County Council supporting our rural economy

Across the UK County Councils are having ‘fire sales’ of farmland to plug their ailing finances

Not so here in Staffordshire. It’s a few years now since, in opposition, we scuppered County Labour’s plans to sell off thousands of hectares of Staffordshire’s publicly owned land which is used for starter farms.

They needed the cash to plug the financial problems resulting from poor business management and poor policy. We called their plans selling the family silver… and it worked because they were dropped.

Staffordshire is a massively rural county and, in our view, livestock farming, agriculture and the economic spinoffs that come from those are crucial to the county’s financial wellbeing.

Not least of which is food and milk production in times when transport costs are soaring and the production and cost of food is becoming more and more difficult. So instead of selling of the land forever more we decided to reform the way Staffordshire’s agricultural land works.

Under Labour it was a mess. The whole point of Staffordshire’s sizeable landholding was originally to help new farmers get a rung on the ladder and the experience to grow and diversify.
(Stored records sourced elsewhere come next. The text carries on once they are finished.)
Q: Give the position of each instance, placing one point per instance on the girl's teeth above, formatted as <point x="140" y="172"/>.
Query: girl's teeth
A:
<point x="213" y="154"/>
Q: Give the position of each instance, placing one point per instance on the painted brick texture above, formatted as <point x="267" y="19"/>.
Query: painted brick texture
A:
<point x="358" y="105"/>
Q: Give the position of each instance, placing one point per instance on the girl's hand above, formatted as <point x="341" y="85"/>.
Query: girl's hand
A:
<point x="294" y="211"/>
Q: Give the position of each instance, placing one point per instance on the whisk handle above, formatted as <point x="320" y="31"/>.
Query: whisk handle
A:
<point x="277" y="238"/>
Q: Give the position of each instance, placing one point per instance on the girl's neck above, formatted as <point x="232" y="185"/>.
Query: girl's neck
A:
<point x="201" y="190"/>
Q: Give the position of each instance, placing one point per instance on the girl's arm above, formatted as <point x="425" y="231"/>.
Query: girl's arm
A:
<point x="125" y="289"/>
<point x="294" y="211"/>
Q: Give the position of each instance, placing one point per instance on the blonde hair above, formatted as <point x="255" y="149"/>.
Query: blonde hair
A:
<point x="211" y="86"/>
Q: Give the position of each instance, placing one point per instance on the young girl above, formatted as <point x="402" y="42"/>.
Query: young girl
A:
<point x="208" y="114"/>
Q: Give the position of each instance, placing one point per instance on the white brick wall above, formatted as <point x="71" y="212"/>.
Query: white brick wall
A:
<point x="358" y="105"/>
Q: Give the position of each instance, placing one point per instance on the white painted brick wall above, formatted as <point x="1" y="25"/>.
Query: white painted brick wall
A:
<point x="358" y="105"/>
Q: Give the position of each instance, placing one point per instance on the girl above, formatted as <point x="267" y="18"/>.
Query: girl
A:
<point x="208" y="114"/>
In reality, for years under the the previous Labour County Councils, the land tenures which should have been a few years long to get people started ended up pretty well as lifetime ones.

Absolutely not the point. Cheap land rent for established successful farm businesses rather than the startup, training, progression and move on towards their own land or land rented on a commercial basis instead leaving the original public land for ’new’ farmers.
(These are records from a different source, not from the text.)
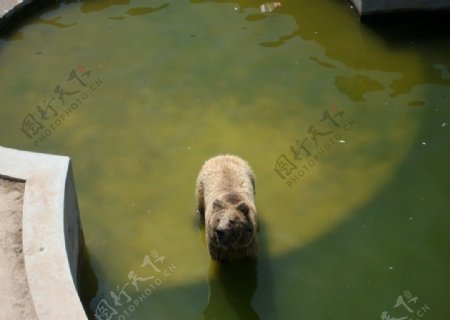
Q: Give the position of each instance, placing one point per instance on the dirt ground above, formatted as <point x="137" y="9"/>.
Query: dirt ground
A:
<point x="15" y="298"/>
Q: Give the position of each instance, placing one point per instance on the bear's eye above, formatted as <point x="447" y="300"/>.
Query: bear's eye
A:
<point x="243" y="208"/>
<point x="218" y="204"/>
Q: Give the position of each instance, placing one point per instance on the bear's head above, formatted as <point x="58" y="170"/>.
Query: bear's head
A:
<point x="232" y="223"/>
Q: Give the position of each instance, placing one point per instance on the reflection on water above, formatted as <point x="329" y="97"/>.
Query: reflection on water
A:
<point x="345" y="232"/>
<point x="231" y="289"/>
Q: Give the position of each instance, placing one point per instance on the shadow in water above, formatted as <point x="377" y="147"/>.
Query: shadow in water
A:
<point x="234" y="286"/>
<point x="89" y="283"/>
<point x="231" y="289"/>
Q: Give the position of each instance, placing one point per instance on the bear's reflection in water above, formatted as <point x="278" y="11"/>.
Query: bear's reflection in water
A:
<point x="231" y="288"/>
<point x="234" y="285"/>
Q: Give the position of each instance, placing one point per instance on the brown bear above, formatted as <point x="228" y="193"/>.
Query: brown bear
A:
<point x="225" y="192"/>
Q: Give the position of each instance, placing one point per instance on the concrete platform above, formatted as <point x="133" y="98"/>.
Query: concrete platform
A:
<point x="42" y="234"/>
<point x="371" y="7"/>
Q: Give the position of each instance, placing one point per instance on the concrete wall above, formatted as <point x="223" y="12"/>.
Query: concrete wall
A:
<point x="367" y="7"/>
<point x="51" y="231"/>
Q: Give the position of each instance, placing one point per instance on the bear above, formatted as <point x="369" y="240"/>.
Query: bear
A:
<point x="225" y="191"/>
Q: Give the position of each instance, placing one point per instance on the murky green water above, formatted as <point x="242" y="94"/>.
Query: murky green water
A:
<point x="345" y="125"/>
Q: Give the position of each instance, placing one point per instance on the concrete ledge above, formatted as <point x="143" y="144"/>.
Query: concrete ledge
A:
<point x="370" y="7"/>
<point x="52" y="234"/>
<point x="13" y="12"/>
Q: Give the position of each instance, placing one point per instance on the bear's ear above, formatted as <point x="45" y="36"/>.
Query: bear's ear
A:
<point x="218" y="204"/>
<point x="242" y="207"/>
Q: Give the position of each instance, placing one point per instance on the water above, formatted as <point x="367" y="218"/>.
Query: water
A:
<point x="140" y="93"/>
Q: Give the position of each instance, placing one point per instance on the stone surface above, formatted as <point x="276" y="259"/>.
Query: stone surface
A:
<point x="7" y="5"/>
<point x="51" y="232"/>
<point x="14" y="292"/>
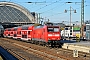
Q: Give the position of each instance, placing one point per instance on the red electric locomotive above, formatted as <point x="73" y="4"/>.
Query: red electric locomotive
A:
<point x="7" y="32"/>
<point x="11" y="32"/>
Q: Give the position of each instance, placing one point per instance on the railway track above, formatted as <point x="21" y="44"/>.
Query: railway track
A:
<point x="44" y="52"/>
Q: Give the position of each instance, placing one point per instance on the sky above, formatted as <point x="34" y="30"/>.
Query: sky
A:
<point x="54" y="10"/>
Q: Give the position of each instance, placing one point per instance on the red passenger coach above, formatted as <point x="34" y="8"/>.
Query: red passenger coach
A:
<point x="15" y="33"/>
<point x="18" y="36"/>
<point x="48" y="34"/>
<point x="6" y="33"/>
<point x="26" y="32"/>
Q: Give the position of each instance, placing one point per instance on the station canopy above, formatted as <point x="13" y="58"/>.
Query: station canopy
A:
<point x="11" y="12"/>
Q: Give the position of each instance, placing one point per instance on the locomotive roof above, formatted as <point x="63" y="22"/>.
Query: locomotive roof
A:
<point x="40" y="26"/>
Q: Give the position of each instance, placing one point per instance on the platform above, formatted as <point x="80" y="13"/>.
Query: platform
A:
<point x="83" y="46"/>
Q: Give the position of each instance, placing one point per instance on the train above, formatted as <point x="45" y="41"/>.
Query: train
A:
<point x="88" y="32"/>
<point x="1" y="30"/>
<point x="41" y="34"/>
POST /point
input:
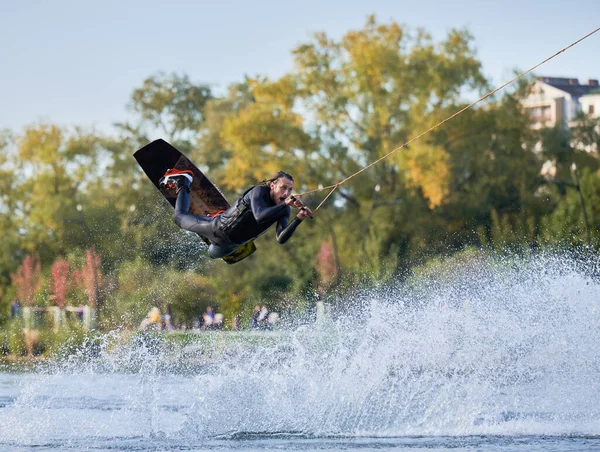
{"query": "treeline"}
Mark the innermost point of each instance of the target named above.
(68, 194)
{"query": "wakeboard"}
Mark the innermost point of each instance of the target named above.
(205, 198)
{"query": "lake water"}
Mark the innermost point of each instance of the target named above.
(494, 355)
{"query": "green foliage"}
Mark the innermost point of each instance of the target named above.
(473, 183)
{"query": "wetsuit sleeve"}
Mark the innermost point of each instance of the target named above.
(261, 211)
(285, 230)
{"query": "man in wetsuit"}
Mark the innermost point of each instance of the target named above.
(249, 217)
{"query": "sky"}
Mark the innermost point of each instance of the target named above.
(77, 62)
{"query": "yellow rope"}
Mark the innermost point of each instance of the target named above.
(335, 186)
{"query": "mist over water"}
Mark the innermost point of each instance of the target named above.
(493, 346)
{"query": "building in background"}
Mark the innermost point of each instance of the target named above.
(556, 100)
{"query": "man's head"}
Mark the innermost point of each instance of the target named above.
(281, 186)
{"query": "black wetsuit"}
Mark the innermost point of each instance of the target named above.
(249, 217)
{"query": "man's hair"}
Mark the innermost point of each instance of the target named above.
(277, 175)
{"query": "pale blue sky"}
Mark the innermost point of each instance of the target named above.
(76, 62)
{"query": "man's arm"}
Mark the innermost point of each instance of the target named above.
(285, 230)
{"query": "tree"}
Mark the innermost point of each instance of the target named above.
(60, 273)
(172, 104)
(27, 280)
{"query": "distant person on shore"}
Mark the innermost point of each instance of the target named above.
(255, 315)
(208, 318)
(152, 321)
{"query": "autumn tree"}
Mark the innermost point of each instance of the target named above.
(61, 281)
(26, 280)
So, County Conservatives started work after winnining power in 2009 to renew the original principles meaning the cycle of stimulating new farmers and new businesses for the rural economy is back in shape and doing what it should do.

And what that means is, far from selling off public farmland, we are seeing it as more and more important in for Staffordshire to produce more food and grow the rural economy over the coming decades. All that was recognised during a recent BBC tv programme which also suggested Staffordshire was one of only a handful of County Councils maintaining or increasing public land holding for the future.